I expect a conflict-free mergeable string type would merge these two changes as "Alice tagged a new release, then he went on vacation" -- which is a reasonable outcome, but it's almost certainly not going to be the "correct" one. No algorithm (save some sort of strong AI) will ever be able to understand our documents well enough to merge parallel changes without supervision. (The correct outcome might be "Alice tagged a new release, then she continued working on the next one", or something completely different. It probably involves asking Alice about it.)
CRDTs err on the side of (apparent) simplicity and predictability, which I think is a good idea. It's a technology that obviously works well enough for a great many use cases. But there is still plenty of room for other approaches! For example, I am not holding my breath for CRDTs to replace version control systems in software engineering. (Although they are encroaching on some of their territory.)
I think so! We're extremely lucky to have Michael also working on their Swift implementation.

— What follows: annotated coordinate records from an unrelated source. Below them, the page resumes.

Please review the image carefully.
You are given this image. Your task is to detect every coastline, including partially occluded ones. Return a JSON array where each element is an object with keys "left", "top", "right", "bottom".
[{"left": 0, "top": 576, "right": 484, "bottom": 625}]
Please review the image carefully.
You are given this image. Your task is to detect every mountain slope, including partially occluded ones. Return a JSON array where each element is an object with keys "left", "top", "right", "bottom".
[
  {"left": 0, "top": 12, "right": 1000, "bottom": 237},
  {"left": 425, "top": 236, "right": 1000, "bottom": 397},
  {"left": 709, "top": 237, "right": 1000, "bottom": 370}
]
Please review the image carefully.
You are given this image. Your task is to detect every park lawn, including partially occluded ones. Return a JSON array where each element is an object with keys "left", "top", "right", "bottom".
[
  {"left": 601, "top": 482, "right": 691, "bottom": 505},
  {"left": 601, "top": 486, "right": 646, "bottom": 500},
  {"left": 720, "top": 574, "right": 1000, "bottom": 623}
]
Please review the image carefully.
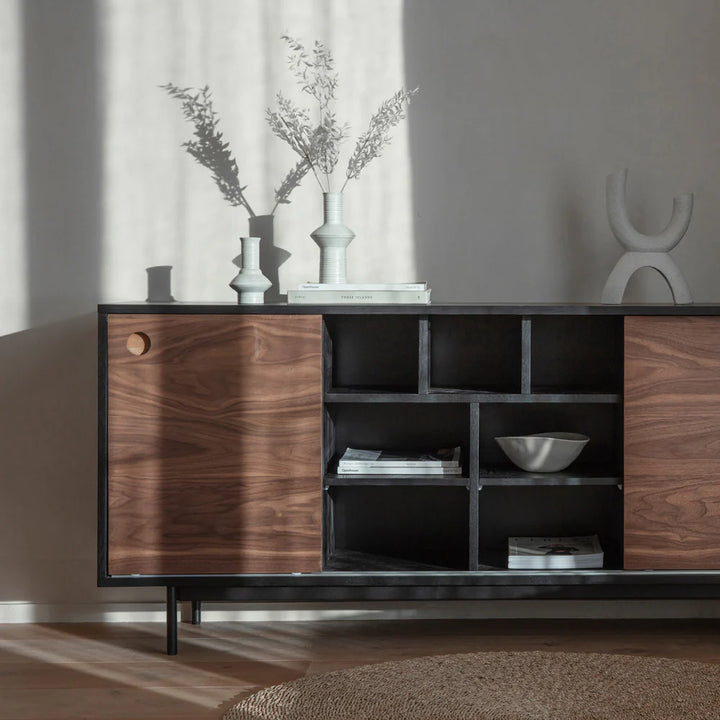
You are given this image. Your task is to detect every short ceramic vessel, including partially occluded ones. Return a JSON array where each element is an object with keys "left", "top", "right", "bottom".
[
  {"left": 495, "top": 432, "right": 590, "bottom": 472},
  {"left": 230, "top": 237, "right": 272, "bottom": 305}
]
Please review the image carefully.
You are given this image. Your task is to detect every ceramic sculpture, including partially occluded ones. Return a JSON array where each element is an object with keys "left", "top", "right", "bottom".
[{"left": 602, "top": 168, "right": 693, "bottom": 305}]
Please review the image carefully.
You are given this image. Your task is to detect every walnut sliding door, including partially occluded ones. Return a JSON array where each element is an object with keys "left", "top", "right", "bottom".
[
  {"left": 624, "top": 316, "right": 720, "bottom": 570},
  {"left": 107, "top": 314, "right": 322, "bottom": 575}
]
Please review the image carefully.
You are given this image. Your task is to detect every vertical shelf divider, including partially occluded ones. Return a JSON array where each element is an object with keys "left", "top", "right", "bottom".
[
  {"left": 520, "top": 315, "right": 532, "bottom": 395},
  {"left": 418, "top": 315, "right": 431, "bottom": 395},
  {"left": 468, "top": 403, "right": 480, "bottom": 570},
  {"left": 322, "top": 317, "right": 333, "bottom": 394}
]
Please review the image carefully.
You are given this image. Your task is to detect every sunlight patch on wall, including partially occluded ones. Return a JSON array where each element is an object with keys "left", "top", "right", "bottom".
[
  {"left": 0, "top": 0, "right": 27, "bottom": 336},
  {"left": 101, "top": 0, "right": 422, "bottom": 302}
]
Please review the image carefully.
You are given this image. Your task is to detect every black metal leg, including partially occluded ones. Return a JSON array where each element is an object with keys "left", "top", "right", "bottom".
[
  {"left": 192, "top": 600, "right": 202, "bottom": 625},
  {"left": 166, "top": 585, "right": 177, "bottom": 655}
]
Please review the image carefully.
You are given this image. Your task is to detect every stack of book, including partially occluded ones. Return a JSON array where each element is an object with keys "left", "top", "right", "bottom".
[
  {"left": 508, "top": 535, "right": 603, "bottom": 570},
  {"left": 288, "top": 282, "right": 430, "bottom": 305},
  {"left": 338, "top": 447, "right": 462, "bottom": 475}
]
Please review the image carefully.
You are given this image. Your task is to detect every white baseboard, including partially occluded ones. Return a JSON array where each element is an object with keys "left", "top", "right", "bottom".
[{"left": 0, "top": 600, "right": 720, "bottom": 623}]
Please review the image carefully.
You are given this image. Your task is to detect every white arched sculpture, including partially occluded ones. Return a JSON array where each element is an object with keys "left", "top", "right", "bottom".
[{"left": 602, "top": 168, "right": 693, "bottom": 305}]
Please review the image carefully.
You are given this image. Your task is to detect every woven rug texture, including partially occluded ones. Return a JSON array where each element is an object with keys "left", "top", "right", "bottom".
[{"left": 223, "top": 652, "right": 720, "bottom": 720}]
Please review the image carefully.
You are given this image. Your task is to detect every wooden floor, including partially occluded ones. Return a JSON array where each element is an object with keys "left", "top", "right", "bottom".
[{"left": 0, "top": 620, "right": 720, "bottom": 720}]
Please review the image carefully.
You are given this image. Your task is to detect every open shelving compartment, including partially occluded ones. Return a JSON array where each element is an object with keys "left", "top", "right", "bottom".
[
  {"left": 324, "top": 315, "right": 420, "bottom": 394},
  {"left": 324, "top": 402, "right": 471, "bottom": 571},
  {"left": 478, "top": 485, "right": 623, "bottom": 572},
  {"left": 524, "top": 315, "right": 623, "bottom": 395},
  {"left": 429, "top": 315, "right": 522, "bottom": 394},
  {"left": 325, "top": 485, "right": 470, "bottom": 572}
]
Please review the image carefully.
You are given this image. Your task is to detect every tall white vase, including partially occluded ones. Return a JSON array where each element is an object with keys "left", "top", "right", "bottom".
[
  {"left": 310, "top": 193, "right": 355, "bottom": 283},
  {"left": 230, "top": 237, "right": 272, "bottom": 305}
]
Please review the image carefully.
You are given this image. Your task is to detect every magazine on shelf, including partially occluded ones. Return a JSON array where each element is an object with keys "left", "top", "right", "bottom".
[
  {"left": 288, "top": 289, "right": 430, "bottom": 305},
  {"left": 298, "top": 282, "right": 428, "bottom": 291},
  {"left": 508, "top": 535, "right": 603, "bottom": 570},
  {"left": 338, "top": 446, "right": 460, "bottom": 469},
  {"left": 338, "top": 465, "right": 462, "bottom": 475}
]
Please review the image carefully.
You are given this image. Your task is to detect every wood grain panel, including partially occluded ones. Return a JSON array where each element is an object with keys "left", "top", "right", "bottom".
[
  {"left": 108, "top": 315, "right": 322, "bottom": 575},
  {"left": 624, "top": 316, "right": 720, "bottom": 570}
]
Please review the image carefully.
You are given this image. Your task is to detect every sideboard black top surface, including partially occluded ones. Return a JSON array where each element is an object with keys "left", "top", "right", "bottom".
[{"left": 98, "top": 302, "right": 720, "bottom": 315}]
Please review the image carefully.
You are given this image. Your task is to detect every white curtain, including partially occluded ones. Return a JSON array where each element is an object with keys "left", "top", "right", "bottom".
[
  {"left": 99, "top": 0, "right": 421, "bottom": 302},
  {"left": 0, "top": 1, "right": 27, "bottom": 336}
]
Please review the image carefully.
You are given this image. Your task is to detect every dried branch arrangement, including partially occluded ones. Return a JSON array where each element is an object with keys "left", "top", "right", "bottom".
[
  {"left": 161, "top": 83, "right": 310, "bottom": 217},
  {"left": 267, "top": 35, "right": 418, "bottom": 192}
]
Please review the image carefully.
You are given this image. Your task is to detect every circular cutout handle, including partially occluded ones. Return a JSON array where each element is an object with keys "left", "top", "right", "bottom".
[{"left": 125, "top": 332, "right": 150, "bottom": 356}]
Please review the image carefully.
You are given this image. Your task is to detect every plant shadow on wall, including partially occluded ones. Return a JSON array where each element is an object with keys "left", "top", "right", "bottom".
[{"left": 161, "top": 35, "right": 417, "bottom": 302}]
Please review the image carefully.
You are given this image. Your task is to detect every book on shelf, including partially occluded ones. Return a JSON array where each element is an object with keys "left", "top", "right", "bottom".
[
  {"left": 338, "top": 446, "right": 460, "bottom": 469},
  {"left": 338, "top": 465, "right": 462, "bottom": 475},
  {"left": 508, "top": 535, "right": 604, "bottom": 570},
  {"left": 288, "top": 288, "right": 430, "bottom": 305},
  {"left": 298, "top": 281, "right": 428, "bottom": 291}
]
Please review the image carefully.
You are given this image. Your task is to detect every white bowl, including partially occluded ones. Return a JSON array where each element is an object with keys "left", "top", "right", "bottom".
[{"left": 495, "top": 432, "right": 590, "bottom": 472}]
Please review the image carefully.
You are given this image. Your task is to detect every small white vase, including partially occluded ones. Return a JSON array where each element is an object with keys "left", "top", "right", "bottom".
[
  {"left": 310, "top": 193, "right": 355, "bottom": 283},
  {"left": 230, "top": 237, "right": 272, "bottom": 305}
]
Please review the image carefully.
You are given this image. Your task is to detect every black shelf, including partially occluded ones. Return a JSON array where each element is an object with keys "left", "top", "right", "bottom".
[
  {"left": 323, "top": 473, "right": 470, "bottom": 487},
  {"left": 324, "top": 388, "right": 622, "bottom": 405},
  {"left": 478, "top": 467, "right": 622, "bottom": 487},
  {"left": 325, "top": 550, "right": 452, "bottom": 572}
]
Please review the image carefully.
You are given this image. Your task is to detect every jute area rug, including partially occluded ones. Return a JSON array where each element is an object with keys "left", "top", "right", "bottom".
[{"left": 223, "top": 652, "right": 720, "bottom": 720}]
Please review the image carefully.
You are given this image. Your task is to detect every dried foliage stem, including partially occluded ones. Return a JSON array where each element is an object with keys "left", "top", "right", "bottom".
[
  {"left": 160, "top": 83, "right": 312, "bottom": 217},
  {"left": 161, "top": 83, "right": 255, "bottom": 217},
  {"left": 267, "top": 35, "right": 417, "bottom": 192}
]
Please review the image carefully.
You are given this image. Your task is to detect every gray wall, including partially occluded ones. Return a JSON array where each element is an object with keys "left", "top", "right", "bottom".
[
  {"left": 0, "top": 0, "right": 720, "bottom": 619},
  {"left": 405, "top": 0, "right": 720, "bottom": 302}
]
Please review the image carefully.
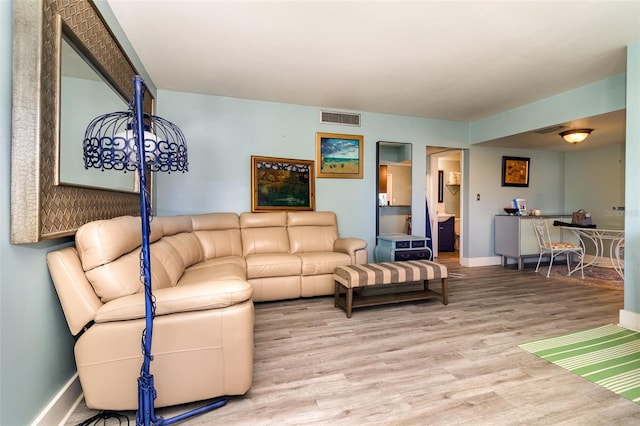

(I'm hoping to land his PR soon and then apply some stdlib engineering tricks to make it really scream.)
Indeed. What I meant is that I believe that persistent data structures make a far better building block for any "mergeable" data structure than the stdlib's current contiguous collections. (The existing collections are optimizing for read only access and in-place mutations of uniquely held storage. This makes perfect sense, but this particular use case is all about mutations of shared copies.)
CRDTs tend to accumulate oodles of data over their lifetime, and I expect that alone will cause plenty of trouble to deal with. All-or-nothing copy-on-write implementations would just add a needless exponent on top of these troubles.
We are very interested in CRDTs. I'm hopeful our explorations in this space will bear fruit, but it's too early to tell if it will taste sweet enough!